The problem for S.L. is that Kelsey S. did not hold that section 7612 is unconstitutional. Rather, it held that former Civil Code section 7004 and the related statutory scheme pertaining to adoption proceedings violated “the federal constitutional guarantees of equal protection and due process for unwed father to the extent that the statutes allow a mother unilaterally to preclude her child’s biological father from becoming a presumed father and thereby allowing the state to terminate his parental rights on nothing more than a showing of a child’s best interest.” (Kelsey S., supra, 1 Cal.4th at p. 849.) But section 7612 does not permit the termination of parental rights, and it is not an adoption statute. Because Kelsey S. is not on point, S.L. must attack section 7612 on different grounds.
All S.L. informs us, however, is that “[t]he actions of the juvenile court in setting aside the voluntary declaration of [F.M.] and then improperly weighing ‘competing presumptions’ of paternity were prejudicial and require reversal.” S.L. did not cite any case law establishing that weighing competing presumptions is improper. Nor did S.L. cite any law suggesting that section 7612 does not pass constitutional muster. We therefore deem the issue waived. (Associated Builders & Contractors, Inc. v. San Francisco Airports Com. (1999) 21 Cal.4th 352, 366, fn. 2 [“Moreover, ABC fails to provide any analysis or argument in support of the assertion, which, for this additional reason, is not properly raised”].)
In any event, we do not perceive a constitutional infirmity. In re Charlotte D. (2009) 45 Cal.4th 1140 (Charlotte D.) is illustration why. Citing Kelsey S., the father argued that Probate Code section 1516.5 is unconstitutional because it permits the termination of parental rights based solely on the best interest of the child. Our Supreme Court disagreed, pointing out that Kelsey S. was “concerned with the unequal treatment of natural fathers under the adoption statutes, as compared with mothers and presumed fathers. [Citation.]” (Charlotte D., supra, 45 Cal.4th at p. 1147.) Under the former statutory scheme, a natural father’s parental rights could be terminated on a showing of the child’s best interest. In contrast, a mother or presumed father had to consent to an adoption absent a showing by clear and convincing evidence of that parent’s unfitness. Further, a mother could prevent a natural father from receiving the child into his home, depriving him of presumed father status. (Id. at p. 1148) Probate Code section 1516.5, in contrast, is constitutional because it does “not prescribe a different standard for terminating the rights of natural fathers than it does for mothers or presumed fathers. [Citation.]” (Charlotte D., supra, at p. 1148.) Similarly, section 7612 does not prescribe varying standard for different categories of people.

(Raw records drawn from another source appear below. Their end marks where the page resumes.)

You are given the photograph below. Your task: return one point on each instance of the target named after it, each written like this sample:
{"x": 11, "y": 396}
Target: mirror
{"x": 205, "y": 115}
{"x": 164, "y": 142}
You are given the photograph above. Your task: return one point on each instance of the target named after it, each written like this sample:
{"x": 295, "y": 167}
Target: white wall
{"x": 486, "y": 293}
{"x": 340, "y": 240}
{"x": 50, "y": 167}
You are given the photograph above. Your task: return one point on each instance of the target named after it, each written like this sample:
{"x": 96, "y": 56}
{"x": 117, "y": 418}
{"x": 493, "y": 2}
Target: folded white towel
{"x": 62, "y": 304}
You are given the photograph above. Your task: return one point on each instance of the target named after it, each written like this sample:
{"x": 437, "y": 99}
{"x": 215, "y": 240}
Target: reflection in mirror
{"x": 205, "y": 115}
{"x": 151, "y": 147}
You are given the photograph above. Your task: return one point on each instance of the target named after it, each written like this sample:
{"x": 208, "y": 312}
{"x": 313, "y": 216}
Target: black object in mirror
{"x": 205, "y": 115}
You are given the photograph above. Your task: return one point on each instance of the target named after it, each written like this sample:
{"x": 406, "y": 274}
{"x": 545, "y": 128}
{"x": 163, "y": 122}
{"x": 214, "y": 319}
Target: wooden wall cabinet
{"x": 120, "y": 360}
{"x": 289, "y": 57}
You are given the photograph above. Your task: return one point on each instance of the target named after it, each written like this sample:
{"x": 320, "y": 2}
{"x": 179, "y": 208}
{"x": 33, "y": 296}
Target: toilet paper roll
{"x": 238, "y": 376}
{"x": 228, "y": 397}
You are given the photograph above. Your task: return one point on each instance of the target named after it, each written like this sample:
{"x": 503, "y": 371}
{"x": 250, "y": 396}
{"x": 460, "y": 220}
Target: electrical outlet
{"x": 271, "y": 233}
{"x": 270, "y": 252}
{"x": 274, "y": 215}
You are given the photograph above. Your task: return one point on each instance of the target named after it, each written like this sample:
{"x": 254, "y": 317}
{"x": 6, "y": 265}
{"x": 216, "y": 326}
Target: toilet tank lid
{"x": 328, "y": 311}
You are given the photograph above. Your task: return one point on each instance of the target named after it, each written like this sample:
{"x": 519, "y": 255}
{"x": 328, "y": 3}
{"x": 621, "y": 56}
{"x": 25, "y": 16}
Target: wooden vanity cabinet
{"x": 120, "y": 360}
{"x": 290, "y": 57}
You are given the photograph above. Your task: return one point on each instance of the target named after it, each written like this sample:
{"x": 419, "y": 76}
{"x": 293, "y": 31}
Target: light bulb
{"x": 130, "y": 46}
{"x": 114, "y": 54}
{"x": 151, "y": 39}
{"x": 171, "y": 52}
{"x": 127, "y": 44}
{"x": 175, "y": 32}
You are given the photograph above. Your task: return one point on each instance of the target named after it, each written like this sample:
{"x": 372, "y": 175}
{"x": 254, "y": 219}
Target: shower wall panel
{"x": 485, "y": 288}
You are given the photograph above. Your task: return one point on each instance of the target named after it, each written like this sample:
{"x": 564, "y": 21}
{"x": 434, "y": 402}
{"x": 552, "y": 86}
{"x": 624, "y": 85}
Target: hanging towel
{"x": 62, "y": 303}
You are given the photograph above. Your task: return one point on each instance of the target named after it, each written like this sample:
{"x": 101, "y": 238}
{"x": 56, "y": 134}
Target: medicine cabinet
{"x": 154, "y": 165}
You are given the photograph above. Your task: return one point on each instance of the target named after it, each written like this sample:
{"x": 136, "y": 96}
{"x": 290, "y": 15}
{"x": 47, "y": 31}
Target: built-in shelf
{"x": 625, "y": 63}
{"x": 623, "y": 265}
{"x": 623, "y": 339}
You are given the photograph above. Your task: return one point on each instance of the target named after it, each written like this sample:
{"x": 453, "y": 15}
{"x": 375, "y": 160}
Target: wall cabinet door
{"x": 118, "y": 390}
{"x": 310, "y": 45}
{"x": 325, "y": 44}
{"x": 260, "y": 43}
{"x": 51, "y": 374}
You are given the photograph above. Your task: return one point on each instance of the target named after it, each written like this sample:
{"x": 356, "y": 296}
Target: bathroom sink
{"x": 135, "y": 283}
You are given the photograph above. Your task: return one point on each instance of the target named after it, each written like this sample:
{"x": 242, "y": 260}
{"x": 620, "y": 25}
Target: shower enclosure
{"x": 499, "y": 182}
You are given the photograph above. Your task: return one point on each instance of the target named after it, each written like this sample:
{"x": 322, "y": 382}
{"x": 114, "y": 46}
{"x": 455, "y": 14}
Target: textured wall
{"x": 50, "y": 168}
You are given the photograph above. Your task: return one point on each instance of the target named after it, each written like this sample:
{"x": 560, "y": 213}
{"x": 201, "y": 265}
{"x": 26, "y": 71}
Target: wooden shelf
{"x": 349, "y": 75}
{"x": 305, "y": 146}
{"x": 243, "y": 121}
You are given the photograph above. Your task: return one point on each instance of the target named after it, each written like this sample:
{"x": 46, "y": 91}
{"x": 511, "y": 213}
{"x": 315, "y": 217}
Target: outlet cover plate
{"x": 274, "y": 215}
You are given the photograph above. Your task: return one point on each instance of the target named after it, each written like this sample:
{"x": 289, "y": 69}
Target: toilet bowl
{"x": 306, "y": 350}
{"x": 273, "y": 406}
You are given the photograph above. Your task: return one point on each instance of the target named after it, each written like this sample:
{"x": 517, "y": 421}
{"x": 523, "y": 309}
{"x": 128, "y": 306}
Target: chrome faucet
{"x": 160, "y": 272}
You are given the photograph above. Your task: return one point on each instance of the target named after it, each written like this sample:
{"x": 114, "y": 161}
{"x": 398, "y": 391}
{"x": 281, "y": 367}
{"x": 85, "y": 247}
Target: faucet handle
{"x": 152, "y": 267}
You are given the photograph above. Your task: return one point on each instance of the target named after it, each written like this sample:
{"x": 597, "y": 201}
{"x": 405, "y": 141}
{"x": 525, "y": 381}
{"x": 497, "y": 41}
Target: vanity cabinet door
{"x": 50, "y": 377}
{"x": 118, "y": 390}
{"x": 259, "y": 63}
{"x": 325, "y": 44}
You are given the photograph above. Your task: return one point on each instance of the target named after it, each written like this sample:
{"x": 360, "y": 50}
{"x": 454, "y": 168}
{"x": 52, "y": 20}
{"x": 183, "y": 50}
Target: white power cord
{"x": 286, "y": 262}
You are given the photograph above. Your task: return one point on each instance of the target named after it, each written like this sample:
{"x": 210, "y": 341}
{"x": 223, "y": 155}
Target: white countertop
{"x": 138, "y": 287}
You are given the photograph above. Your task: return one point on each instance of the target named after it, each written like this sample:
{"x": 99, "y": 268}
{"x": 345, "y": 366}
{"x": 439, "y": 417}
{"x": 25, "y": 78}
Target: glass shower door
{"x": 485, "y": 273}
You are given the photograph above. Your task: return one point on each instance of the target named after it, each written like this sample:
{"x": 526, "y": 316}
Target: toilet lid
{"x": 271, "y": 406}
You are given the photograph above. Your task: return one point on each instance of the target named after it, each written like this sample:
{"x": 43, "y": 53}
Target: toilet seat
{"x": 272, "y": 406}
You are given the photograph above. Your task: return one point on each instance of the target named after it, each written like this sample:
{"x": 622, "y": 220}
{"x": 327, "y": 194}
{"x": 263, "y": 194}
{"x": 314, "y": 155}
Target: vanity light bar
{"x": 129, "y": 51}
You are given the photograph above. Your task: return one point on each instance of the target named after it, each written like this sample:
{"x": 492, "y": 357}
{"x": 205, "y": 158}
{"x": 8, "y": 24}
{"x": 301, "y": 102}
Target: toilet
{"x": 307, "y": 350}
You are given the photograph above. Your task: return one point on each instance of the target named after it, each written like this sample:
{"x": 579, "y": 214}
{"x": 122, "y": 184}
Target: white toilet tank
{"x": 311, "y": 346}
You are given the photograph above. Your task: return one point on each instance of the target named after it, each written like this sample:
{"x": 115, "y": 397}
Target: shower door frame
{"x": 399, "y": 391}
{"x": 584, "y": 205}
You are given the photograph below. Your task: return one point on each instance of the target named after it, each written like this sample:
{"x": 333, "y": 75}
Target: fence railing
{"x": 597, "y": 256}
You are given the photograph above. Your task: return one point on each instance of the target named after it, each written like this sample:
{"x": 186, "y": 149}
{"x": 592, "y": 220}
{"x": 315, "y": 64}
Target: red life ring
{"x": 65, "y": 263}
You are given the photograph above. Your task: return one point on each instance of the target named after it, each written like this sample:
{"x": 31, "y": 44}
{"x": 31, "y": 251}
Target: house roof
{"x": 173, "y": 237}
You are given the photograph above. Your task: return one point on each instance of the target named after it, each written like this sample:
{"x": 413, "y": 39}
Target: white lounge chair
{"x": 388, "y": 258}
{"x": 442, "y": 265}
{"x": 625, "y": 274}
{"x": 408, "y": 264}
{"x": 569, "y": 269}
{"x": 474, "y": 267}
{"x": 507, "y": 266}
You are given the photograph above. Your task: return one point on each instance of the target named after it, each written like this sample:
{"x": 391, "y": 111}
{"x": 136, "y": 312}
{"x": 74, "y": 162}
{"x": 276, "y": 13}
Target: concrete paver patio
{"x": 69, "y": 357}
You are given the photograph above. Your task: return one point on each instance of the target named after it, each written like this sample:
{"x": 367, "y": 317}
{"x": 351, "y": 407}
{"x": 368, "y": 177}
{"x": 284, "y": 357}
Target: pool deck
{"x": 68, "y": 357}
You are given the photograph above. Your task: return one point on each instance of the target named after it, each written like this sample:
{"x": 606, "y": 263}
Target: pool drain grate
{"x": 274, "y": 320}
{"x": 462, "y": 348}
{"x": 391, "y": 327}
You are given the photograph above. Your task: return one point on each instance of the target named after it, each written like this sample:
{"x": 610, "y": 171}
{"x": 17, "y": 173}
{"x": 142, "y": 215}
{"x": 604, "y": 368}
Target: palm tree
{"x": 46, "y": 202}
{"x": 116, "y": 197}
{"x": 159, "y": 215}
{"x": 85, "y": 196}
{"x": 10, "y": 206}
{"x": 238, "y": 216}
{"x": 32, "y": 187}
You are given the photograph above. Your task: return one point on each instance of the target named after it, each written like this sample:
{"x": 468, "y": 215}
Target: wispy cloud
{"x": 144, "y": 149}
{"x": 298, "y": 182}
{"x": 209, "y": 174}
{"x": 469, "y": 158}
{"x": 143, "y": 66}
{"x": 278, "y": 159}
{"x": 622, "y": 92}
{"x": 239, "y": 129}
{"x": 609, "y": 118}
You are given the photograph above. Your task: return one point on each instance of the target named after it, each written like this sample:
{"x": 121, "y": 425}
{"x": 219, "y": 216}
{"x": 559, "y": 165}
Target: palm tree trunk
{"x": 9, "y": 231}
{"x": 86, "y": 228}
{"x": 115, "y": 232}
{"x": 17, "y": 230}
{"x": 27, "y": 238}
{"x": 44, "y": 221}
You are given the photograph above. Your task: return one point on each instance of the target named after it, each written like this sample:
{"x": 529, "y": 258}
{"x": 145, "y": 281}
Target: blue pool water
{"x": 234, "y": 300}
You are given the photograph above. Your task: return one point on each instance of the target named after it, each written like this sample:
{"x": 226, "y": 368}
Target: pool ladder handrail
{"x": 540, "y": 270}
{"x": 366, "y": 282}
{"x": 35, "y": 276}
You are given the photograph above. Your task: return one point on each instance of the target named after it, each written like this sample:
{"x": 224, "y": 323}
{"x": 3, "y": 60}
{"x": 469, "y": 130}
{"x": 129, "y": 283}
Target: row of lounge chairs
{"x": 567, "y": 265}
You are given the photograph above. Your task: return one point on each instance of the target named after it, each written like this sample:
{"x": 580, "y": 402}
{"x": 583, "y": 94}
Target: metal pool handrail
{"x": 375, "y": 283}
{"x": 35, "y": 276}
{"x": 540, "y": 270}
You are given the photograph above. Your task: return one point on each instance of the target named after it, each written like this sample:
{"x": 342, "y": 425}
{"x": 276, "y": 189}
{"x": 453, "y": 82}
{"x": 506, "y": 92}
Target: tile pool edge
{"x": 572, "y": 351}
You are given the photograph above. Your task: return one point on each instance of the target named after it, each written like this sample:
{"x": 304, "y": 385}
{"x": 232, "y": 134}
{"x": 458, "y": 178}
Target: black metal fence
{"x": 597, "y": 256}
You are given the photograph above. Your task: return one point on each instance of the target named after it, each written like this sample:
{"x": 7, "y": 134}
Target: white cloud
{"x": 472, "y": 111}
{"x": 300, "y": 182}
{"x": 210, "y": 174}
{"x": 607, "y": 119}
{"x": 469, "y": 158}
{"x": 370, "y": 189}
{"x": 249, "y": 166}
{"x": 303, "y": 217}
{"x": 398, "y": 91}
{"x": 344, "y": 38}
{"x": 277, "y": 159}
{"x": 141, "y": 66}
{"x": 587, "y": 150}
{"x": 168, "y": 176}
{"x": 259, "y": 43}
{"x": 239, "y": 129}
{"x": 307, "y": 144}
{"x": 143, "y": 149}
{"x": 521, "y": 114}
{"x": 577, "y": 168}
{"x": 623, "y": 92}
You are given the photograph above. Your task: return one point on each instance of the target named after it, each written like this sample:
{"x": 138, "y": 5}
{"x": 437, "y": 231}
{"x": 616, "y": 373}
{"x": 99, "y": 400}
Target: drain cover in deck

Last it bears noting that our Supreme Court and the intermediate courts have repeatedly held that section 7612 permits a court to select a nonbiological father over a biological father when determining presumed father status. (In re Jesusa v. (2004) 32 Cal.4th 588, 604–606.)
DISPOSITION
The order is affirmed.
We concur: BOREN, P. J. CHAVEZ, J.
Section 7612, subdivision (b) provides: “If two or more presumptions arise under Section 7611 that conflict with each other, the presumption which on the facts is founded on the weightier considerations of policy and logic controls.”